Nomazaki Lighthouse (野間埼灯台, Nomazaki tōdai) or just Noma Lighthouse is a lighthouse in town of Mihama, Chita District, Aichi, Japan built during the Taishō period, located on Chita Peninsula in Mikawa Bay.

==History==
Noma Lighthouse was lit on March 10, 1921, and is the oldest lighthouse in Aichi Prefecture. In 2008, the lighthouse was extensively renovated, with its lens replaced by a 5th order Fresnel lens and light source replaced by LEDs. As a result, its output was decreased from approximately 15,000 candela to only 590 candela and effective range reduced from approximately 25 kilometers to 15 kilometers.

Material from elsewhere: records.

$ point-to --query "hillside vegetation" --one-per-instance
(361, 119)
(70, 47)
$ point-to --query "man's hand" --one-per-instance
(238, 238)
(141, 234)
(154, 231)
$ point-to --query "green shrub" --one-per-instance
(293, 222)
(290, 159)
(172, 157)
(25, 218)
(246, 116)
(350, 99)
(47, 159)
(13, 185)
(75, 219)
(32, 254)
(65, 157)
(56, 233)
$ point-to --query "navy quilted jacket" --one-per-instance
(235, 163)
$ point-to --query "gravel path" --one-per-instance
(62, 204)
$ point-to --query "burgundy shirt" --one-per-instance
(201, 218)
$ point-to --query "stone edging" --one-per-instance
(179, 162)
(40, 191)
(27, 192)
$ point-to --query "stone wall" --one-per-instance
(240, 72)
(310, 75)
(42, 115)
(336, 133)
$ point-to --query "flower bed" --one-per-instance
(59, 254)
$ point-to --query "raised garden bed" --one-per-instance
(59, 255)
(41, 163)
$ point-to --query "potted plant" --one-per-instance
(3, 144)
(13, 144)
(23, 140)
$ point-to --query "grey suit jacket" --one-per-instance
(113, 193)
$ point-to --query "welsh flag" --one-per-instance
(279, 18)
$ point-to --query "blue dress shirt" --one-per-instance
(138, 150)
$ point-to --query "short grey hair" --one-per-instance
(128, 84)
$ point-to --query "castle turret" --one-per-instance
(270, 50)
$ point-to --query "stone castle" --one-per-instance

The former lens is now on display at the museum at Daiōzaki Lighthouse in Mie Prefecture.

==Lock Superstition==
Noma Lighthouse in popular superstition was held to be a place that jinxed romance. However, there is a belief that if a couple attaches a padlock to the fence surrounding this lighthouse, their love will prosper. The lighthouse is surrounded by a 2-meter high steel fence but, as result of locks accumulating, the fence has collapsed on several occasions due to the weight. In the year 2000, Mihama Town declared the area around the lighthouse to be a park, and the Koinomizu Shrine (恋の水神社, Koinomizu Jinja) established a small branch near the fence to receive the padlocks instead. In October 2011, the Nihon Fukushi University, also based in Mihama, set up a railing, designed as a musical score, as a place to also affix the padlocks.